OtoRhinoLaryngology – Head & Neck Surgery (ORL-HNS)
Section President: Prof. Michael Colreavy
Section Secretary: Ms. Éadaoin Ó Catháin
Section Council Members:
Representative on General Council:
Although not one of the original sections, the section of Laryngology and Otology was established prior to the first extant minute book which dates from 1939. The name of the section was later changed to the Section of Otorhinolaryngolgy. As with the other sections this section is governed by a President and council, and holds regular meetings at which members present cases.
Here is the President’s Inaugural address to the Section of Laryng-otology delivered on January 16th 1931:
President – Sir Robert Woods.
It was suggested to me that at this, the first meeting of the Section of Laryngology and Otology of the Royal Academy of Medicine in Ireland, it would be of interest if I reviewed the progress made in our speciality during the years that have elapsed since I began practice. So, with your permission, like pioneers who pause from their labour to look around and contemplate the ground already cleared, we shall cast a glance behind us in the hope of finding sufficient satisfaction in what we have already achieved to inspire us with hope and encouragement for what lies before us.
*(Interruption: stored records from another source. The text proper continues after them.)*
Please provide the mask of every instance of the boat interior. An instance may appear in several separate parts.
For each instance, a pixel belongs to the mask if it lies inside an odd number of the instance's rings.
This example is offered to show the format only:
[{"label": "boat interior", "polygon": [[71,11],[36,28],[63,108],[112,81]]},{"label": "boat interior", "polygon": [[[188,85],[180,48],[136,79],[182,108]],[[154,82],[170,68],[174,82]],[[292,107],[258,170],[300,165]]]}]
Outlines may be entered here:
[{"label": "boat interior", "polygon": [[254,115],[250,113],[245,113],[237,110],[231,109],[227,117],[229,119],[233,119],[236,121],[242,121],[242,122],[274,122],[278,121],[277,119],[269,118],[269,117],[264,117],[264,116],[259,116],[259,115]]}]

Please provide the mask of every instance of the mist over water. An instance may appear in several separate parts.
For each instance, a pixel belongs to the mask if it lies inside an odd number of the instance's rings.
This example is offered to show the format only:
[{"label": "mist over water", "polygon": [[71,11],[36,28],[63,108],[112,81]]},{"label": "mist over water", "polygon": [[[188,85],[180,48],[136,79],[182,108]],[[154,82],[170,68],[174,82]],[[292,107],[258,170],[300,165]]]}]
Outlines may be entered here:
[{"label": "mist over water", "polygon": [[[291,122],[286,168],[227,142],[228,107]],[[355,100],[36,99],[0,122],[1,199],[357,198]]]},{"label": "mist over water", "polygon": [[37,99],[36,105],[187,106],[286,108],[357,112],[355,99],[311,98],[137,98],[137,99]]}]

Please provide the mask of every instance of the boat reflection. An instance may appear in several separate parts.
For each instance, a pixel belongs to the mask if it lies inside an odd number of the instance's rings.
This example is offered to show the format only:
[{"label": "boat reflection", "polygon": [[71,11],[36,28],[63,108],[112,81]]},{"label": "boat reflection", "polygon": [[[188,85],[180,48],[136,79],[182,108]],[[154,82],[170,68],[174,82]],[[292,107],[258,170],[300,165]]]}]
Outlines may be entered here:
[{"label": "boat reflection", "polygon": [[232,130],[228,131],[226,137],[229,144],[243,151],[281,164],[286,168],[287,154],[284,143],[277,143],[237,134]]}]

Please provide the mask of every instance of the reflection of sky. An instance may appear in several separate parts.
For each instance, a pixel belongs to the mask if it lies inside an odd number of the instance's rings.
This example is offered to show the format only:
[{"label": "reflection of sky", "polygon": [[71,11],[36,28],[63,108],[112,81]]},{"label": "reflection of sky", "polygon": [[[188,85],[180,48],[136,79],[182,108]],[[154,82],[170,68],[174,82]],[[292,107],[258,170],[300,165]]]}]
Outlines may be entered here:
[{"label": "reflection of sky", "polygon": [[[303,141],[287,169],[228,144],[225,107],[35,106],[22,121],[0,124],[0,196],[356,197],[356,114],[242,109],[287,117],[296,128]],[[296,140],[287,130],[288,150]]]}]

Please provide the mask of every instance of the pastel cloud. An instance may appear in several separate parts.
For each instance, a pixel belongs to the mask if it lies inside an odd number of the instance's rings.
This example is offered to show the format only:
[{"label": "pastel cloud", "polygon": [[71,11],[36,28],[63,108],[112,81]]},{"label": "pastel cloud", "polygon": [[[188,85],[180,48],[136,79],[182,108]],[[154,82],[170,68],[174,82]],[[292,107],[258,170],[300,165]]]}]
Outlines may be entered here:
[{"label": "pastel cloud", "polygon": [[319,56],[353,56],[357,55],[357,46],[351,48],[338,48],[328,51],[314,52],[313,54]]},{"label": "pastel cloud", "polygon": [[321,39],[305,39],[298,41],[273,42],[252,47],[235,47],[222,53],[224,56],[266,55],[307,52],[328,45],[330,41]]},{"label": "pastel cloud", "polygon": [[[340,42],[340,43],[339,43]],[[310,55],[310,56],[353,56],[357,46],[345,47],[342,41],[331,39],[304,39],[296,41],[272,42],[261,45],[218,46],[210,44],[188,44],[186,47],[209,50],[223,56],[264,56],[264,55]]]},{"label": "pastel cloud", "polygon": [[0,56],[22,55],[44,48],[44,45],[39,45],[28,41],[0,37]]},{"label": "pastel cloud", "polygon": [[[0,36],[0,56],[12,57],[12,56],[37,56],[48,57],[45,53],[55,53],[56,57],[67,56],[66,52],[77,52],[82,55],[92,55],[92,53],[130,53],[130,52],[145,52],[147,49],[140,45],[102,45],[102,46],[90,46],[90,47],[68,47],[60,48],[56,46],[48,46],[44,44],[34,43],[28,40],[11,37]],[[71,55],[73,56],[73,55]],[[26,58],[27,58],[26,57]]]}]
Judged by the life of art and science in general, laryngology is still in its infancy. I have shaken hands with the inventor of the laryngoscope, Senor Manuel Garcia, a teacher of singing whose hundredth birthday I helped to celebrate about thirty years ago. He devised the instrument about 1855 as an aid to him in his profession, but for many years it remained a toy suitable only for musical conversaziones. It was not until the ’80’s that Türck of Vienna and Morell Mackenzie of London brought it into daily use as a serious contribution to the equipment of the physician. Its success was rapid, for by its means a flood of light was thrown on conditions that theretofore had been only guessed at.
Tumours, ulcerations and paralyses, that had previously only been suspected or discovered post mortem, were opened to view, and a beginning was made at the clinical study of the pathology and treatment of disease affecting the throat. As might be expected, the chief progress lay at first in the recognition of the grosser changes brought about by aneurysm, syphilis, cancer and tubercle. But there remained a host of ailments less severe in character whose causation was misunderstood, whose pathology was explained on traditional creeds, and whose manifestations were treated on traditional lines. When patients complained of persistent discomfort a persistent cause was naturally, and indeed properly, assumed; but the difficulty lay in blaming the true cause. Occupations have always had their ailments; and, if housemaid’s knee and painter’s colic, why not clergyman’s sore throat? The most fantastic theories were formulated to fit the assumption. Pharyngitis was held by Lennox Browne in 1893 to be due to faulty respiration and voice production, and the aid of elocution masters and singing teachers was invoked in its treatment. The following dates from 1891.
Pathogeny of Speaker’s Sore Throat. There can be no doubt that the malady commences as fatigue of the muscles and motor nerves, in fact as myalgia; and this is continually maintained by repeated efforts. As muscular exertion is always attended by alterial dilatation, it necessarily occurs that the muscular paresis is soon associated with arterial paresis, and a state of active hyperaemia is established in the part. Some slight noza converts this into actual inflammation, the parietal corpuscles of the vessels and the leucocytes undergoing hyperplasia, and outwandering into the tissues, where they form or exaggerate adenoid growths.